Na de pretparken gaan we richting Grand Canyon. We rijden via Riverside - 23 jaar later zou onze oudste dochter, geboren in 1992, er een jaar studeren - naar Palms Springs, waar we tanken. Het is een full service station maar de pompbediende komt zo langzaam aanlopen dat we ons afvragen wat er aan de hand is. Pas als we uitstappen, komen we er achter. Het is de temperatuur. Ondanks dat het al september is, voelt het alsof je tegen een muur van hitte aanloopt. Veel te warm om snel te bewegen.
We vervolgen onze route richting de Grand  Canyon via de I10. We rijden vlak onderlangs het Joshua Tree NP, maar omdat dit park pas in 1995 deze status kreeg, staat het, net zoals Death Valley, niet in de gids van Dr. A.J. van Zuilen en missen we het park dus. Na Blythe rijden we richting Prescott. We overnachten voor 24 dollar in de American Motel. Het is een lange rijdag.

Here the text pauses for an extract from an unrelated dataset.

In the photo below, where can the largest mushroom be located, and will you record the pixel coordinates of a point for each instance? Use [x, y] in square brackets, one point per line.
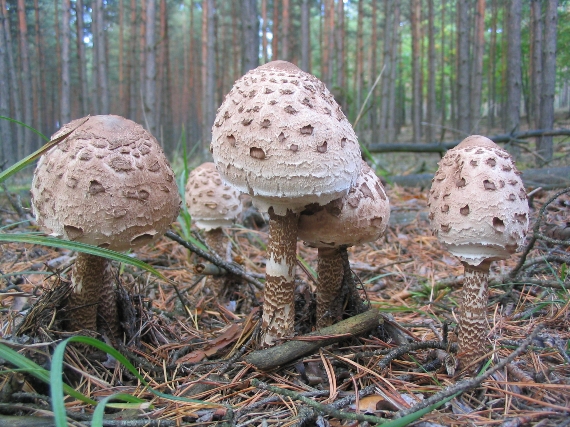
[110, 185]
[479, 211]
[281, 137]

De volgende dag rijden we van Prescott richting Grand Canyon. We hebben daar niets gereserveerd en we hebben begrepen dat je vroeg in het park moet zijn om nog een plekje te kunnen vinden. Het plan is daarom om dicht bij het park te overnachten, zodat we de volgende dag vroeg naar Mather Campground kunnen rijden. Onderweg bezoeken we Montezuma Castle, en bij Sedona gaan we naar het Slide Rock SP. We willen hier kamperen maar alle campings blijken vol te zijn. Motels zijn er schrikbarend duur en we besluiten door te rijden naar Flagstaff. Daar vinden we een plekje op de (KOA?) camping.

Montezuma Castle

Slide Rock SP

Oak Creek Canyon

De camping in Flagstaff, zogenaamd ontspannen de kaart bestuderend
(genomen met de zelfontspanner; dus op een holletje naar de picknicktafel) 
De volgende dag rijden we via Sunset Crater naar de Grand Canyon.

Sunset Crater
Bij de ingang van het park staat een bord met de melding dat de campings vol zijn. We rijden door en gelukkig blijkt er toch op Mather nog een plaats vrij te zijn. Het is een geweldig grote camping, zo groot dat we de volgende ochtend met de auto naar de douches rijden. We bezoeken het visitor center, doen een ranger-activiteit, lopen een stuk van de Bright Angel Trail en langs de rim, en genieten van de zonsondergang.





De volgende dag rijden we naar Tusayan voor een helikoptervlucht; een huwelijkscadeau van vrienden. Voor we in mogen stappen worden we gewogen. Ik mag voorin, ideaal voor de foto’s. De vlucht is geweldig. Eerst een stuk over het vlakke deel met bomen, en dan opeens die enorme kloof. We vliegen een stuk onder de rand. Dat mag tegenwoordig niet meer. De piloot laat zien waar vroeger indianennederzettingen waren. Het uitzicht op de Colorado Rivier is prachtig.

 

’s Avonds weer een mooie zonsondergang, mede dankzij de regenwolken en de regenboog.